Though Christine enjoys the hairpin curve thrills of fucking both a politician and a likely spy (within seconds of Profumo driving away Ivanov inevitably pulls up to the flat), it’s Stephen who lives for the intrigue. “Thinks he’s James Bond or something,” Christine sniffs to Mandy. For both Stephen and Christine sex is nothing more than grownups indulging in children’s games, role-playing for fun and profit. When Christine does sound a serious note inquiring, “Is Ivanov a spy?” Stephen shrugs her off with, “Why not? Sounds like fun.” Yet deep down Christine knows that she and Stephen are two rare birds of a feather, whore and pimp as yin-and-yang, which is why she refuses when Profumo asks her to leave her mentor. (Not surprisingly, her cold and calculating daddy thinks her moving out a splendid idea – “he could be prime minister someday,” after all.)

But perhaps the most telling scene occurs after Christine finally leaves Stephen to “have some fun” – at her control – with Johnny (a very Fine Young Cannibal Roland Gift). Returning in tears to Stephen once the fling turns to bodily harm she finds that none other than her own protĂ©gĂ© Mandy has taken her place. The weeping in Stephen’s arms transforms into ridiculous laughter – an echo of the opening when they had a chuckle at the expense of Stephen’s date – his mantra of “it’s all flesh,” sex as meaningless pastime their secretly shared understanding. When Stephen eventually admits to caring for Christine “more than I can say,” it’s this crucial scene that gives the line its weight.

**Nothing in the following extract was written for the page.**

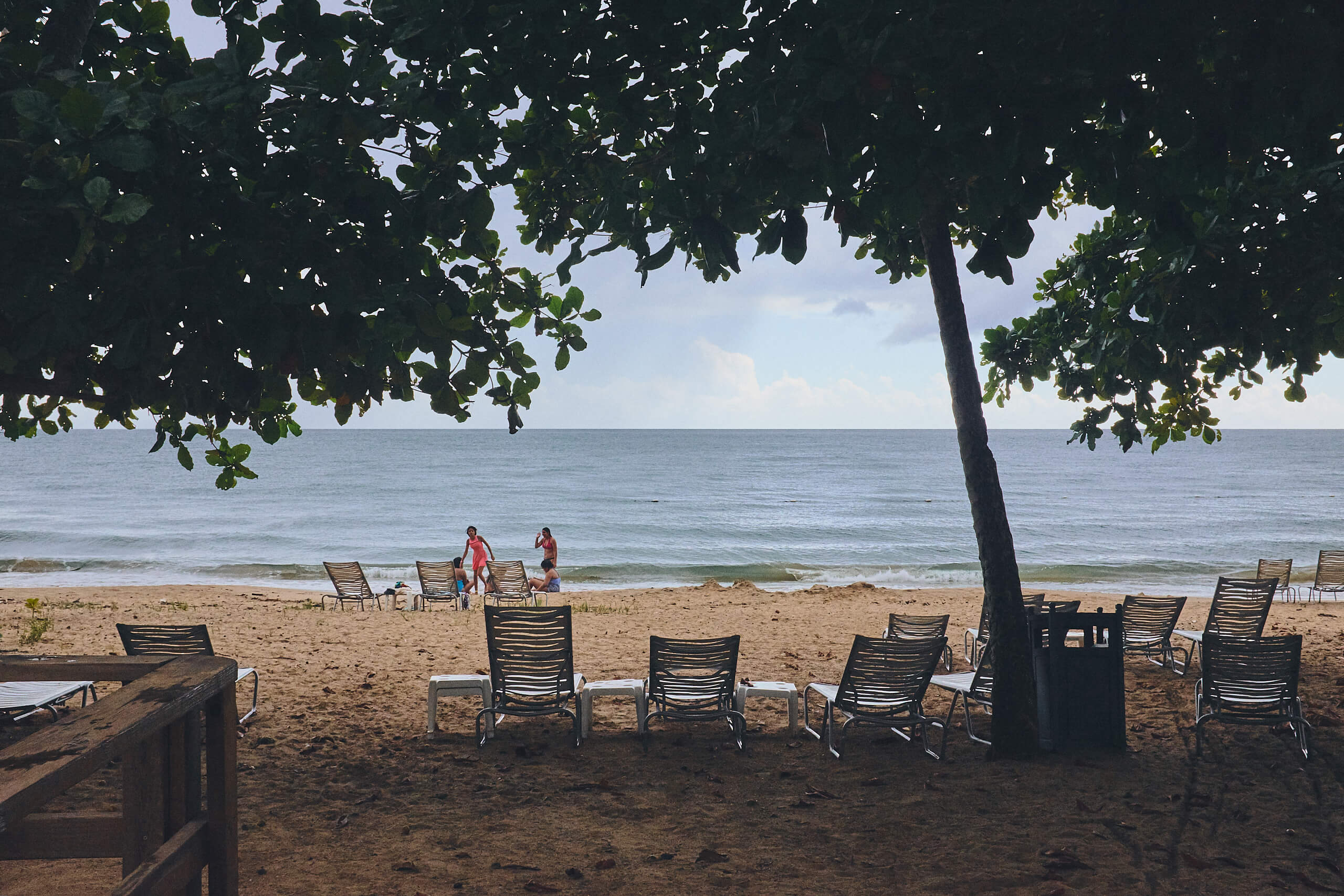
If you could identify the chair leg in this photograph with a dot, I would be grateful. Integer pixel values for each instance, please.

But that bittersweet love is not enough to overcome what the decadent doctor has wrought. Wherein Profumo mistakes fantasy for reality Christine does the opposite, confusing mortal danger for a game, even erupting in a fit of giggles after Johnny fails to shoot his way through the front door. Stephen’s only complaint is that the press arrived before the police – bad publicity the most lethal of weapons. ”You pulled the strings. I’m what you made me,” Christine accuses Stephen in her own defense, offering that she’s his (i.e., you break it, you buy it) for better or worse. “It’s over, little baby. It’s over,” he simply sighs the term of endearment cutting her out with the skill of his surgeon’s knife. She’d gone too far (alas, if only he’d known how far she’d yet to go!)

And then the fateful domino drops when a devastated Christine pours out her aching heart to the first wolf-in-sheep’s-clothing reporter (from “The News of The World” naturally!) to approach. Unperturbed, miscalculating Stephen tells the paranoid Profumo, “I dreamt her up – I can make her vanish.” When Profumo demurs that the letter he sent Christine wasn’t incriminating, that he never even laid a finger on her Stephen quickly slices through the bullshit with, “Come off it, Jack, we all have something to hide.” Stephen may be ruthless and power hungry but he’s also the only honest bloke in the room, always wearing his immorality proudly on his sleeve like a warped talisman.

But to no avail – as the law closes in, it’s Stephen and Christine who end up pariahs, sitting alone together in the semi-dark of Stephen’s flat, highlife junkies whose addiction to the hedonistic lifestyle has left them with no one to turn to but each other. When Christine is asked on the stand why she kept returning to Stephen after leaving him “eight or nine times” she knowingly admits, “He’s a very dominating personality,” who had “full control over her mind” – the very definition of the sadomasochistic pimp/whore relationship entered into court evidence. But then, tragically, in the final moments of Caton-Jones’ gripping drama, those heartbreaking words appear on the screen, disclosing that the real Christine served jail time, that the real Stephen’s fatal overdose was followed by a burial no one attended. And I couldn’t help but think of today’s “The News of the World” scandal, of Max Mosley as an avenging angel 45 years in the making, his tabloid-ready S&M play a pale imitation of life.